Ella rió suavemente, le dio una palmadita en la cabeza a Ji Yuning y dijo en voz baja: "Buena chica".

Nota del autor:

Fang Bai: ¿Repugnante?

Ji Yuning (con un instinto de supervivencia extremadamente fuerte): ¡Qué asco! ¡Besos, abrazos y paseos a caballito! ¡Mi esposa es la mujer más hermosa del mundo! ¡No podía pedirle besos a mi esposa! ¡Simplemente no me había dado cuenta de lo maravillosa que es mi esposa!

Capítulo 11

Fang Bai aplaudió dos veces y luego retiró la mano.

No se atrevió a tocar demasiado la cabeza de la protagonista, aunque le resultaba muy agradable.

En el instante en que la mano de Fang Bai se posó sobre la cabeza de Ji Yuning, los músculos y los nervios de Ji Yuning se tensaron al instante, e incluso tuvo una reacción instintiva de encogerse hacia atrás.

Tras haber recibido tantos golpes, el hecho de que Fang Bai levantara la mano y balanceara el brazo a corta distancia ponía nervioso a Ji Yuning.

Pero Fang Bai fue más rápido que ella.
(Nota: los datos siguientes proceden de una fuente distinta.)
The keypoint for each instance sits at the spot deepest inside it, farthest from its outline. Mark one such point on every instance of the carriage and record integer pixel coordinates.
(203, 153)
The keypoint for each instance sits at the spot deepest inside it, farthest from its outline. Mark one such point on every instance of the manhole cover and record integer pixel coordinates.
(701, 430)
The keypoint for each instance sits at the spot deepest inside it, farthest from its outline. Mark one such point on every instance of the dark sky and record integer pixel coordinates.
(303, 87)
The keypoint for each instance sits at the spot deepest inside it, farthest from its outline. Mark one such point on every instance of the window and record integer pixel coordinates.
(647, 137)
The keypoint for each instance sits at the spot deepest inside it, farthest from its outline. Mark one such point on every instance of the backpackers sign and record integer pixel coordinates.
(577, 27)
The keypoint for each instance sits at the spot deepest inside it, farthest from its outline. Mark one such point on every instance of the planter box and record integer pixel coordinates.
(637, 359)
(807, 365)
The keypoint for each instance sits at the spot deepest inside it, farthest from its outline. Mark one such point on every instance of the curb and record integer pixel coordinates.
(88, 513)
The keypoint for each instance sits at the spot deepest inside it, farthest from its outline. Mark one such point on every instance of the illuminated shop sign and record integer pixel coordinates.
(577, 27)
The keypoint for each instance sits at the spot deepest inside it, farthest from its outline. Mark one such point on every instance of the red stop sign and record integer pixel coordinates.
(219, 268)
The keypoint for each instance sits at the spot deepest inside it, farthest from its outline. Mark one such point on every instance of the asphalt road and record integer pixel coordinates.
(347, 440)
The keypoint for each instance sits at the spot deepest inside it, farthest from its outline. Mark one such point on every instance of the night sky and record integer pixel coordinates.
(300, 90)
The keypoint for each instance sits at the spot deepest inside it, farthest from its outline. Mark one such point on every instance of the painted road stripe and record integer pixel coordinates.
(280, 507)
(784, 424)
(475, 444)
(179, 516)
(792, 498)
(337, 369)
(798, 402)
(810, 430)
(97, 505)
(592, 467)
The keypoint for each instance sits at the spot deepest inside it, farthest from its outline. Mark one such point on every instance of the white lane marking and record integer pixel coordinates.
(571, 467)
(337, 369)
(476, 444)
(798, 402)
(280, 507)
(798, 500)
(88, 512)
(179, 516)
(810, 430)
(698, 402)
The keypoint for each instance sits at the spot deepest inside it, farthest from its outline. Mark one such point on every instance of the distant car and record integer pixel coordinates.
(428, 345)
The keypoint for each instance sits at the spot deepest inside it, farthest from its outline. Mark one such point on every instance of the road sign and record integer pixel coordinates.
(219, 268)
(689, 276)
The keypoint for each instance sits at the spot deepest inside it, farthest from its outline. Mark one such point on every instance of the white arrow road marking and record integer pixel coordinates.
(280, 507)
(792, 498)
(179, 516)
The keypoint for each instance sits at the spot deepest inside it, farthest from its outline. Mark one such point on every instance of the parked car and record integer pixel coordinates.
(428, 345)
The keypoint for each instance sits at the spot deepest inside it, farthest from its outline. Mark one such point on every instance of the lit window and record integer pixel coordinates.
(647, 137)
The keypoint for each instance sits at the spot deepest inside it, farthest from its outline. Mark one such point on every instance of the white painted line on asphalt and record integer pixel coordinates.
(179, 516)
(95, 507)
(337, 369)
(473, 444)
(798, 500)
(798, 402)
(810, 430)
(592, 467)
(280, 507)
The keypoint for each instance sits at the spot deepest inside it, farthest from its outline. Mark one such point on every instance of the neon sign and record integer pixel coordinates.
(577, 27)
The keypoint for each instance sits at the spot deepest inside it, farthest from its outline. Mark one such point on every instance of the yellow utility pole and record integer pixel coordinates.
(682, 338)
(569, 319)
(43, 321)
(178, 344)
Cuando se dio cuenta de que Fang Bai solo le había dado dos palmaditas en la cabeza antes de retirar la mano, Ji Yuning giró la cabeza con rigidez y se movió hacia un lado, como si eso la mantuviera alejada de Fang Bai e impidiera que lanzara otro ataque sorpresa.

Pero el coche era un espacio pequeño, y era inútil que Ji Yuning moviera su cuerpo más allá.

Fang Bai vio esto y perdió las ganas de seguir molestando a Ji Yuning.

Lograr que Ji Yuning la llamara "Tía" era una forma de mejorar la relación entre las dos tiendas. Una vez que empezara a llamarla así, todo sería mucho más fácil más adelante. No podíamos apresurarlo.

Fang Bai permaneció en silencio, y Ji Yuning pronto volvió a su silla con expresión indiferente, como si nada hubiera pasado.

Veinte minutos después, el coche entró en el aparcamiento del centro comercial.

Fang Bai le dijo al tío Li que fuera a almorzar solo primero, y luego acompañó a Ji Yuning hasta el ascensor.

El centro comercial tiene cinco plantas, con restaurantes en la planta superior. Fang Bai decidió empezar a comprar desde la planta baja y comer algo en la quinta planta.

El principal propósito de Fang Bai al llevar a Ji Yuning al centro comercial era comprarle ropa.

Ji Yuning lleva uniforme escolar en el colegio, pero fuera del colegio, Wu Mei le trae toda su demás ropa de su casa.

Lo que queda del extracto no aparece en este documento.